E, para fazer valer a Festa, a participação de músicos tarimbados e já habituados ao estilo de ser de Ivete Sangalo: Rudnei Monteiro (guitarra), GIgi (baixo), Radamés (teclados), Toinho Batera (bateria), Cara de Cobra, Márcio Brasil e Fábio Almeida (percussão), além de Patrícia Sampaio como backing vocal. Todos escolhidos a dedo de forma a realçar o estilo marcante no álbum que, ainda de acordo com Nando Reis, leva a assinatura afirmativa da artista, "positiva, imaginativa, sem precisar estabelecer normas que restringiriam a vida a só ter dois lados. Seus lados podem ser trocados, girados, misturados, embaralhados e assim multiplicados".
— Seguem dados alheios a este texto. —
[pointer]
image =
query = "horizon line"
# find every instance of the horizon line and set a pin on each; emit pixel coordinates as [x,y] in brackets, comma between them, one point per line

E é desse jeito o espetáculo de divulgação, aberto com o carro-chefe Festa, seguido dos hits carnavalescos Pererê, Canibal, De Ladinho, Bug Bug Bye Bye, Carro Velho e Arerê. O show prossegue com Tonelada de Desejo, Astral e, em seguida, um instrumental acompanhando a apresentação dos nomes dos músicos no telão. E o ritmo que balança a "rede que sobe e desce assobiando no ar, fazendo vento, trazendo brisa, duplos sentidos, múltiplos sentimentos", anunciado e elogiado por Nando Reis na faixa Pop Zen, ganha ainda mais força no Medley romântico composto por A Lua Que Eu Te Dei, Se Eu Não Te Amasse e Back at One - esta última, bônus do novo álbum feita em parceria com o star romântico das Américas no momento, Brian McKnight.

Mas como o tempo não pára e Ivete Sangalo tem jeito de mar, renovando águas e barulhos ouvidos de uma rede tecida com fios que só a Bahia tem, o som continua com Empurra Empurra e Levada Louca. Ao final - se é que há um - a estrela desponta dancing no melhor estilo Ivete Sangalo Night Club. E é Festa. De novo... e sempre.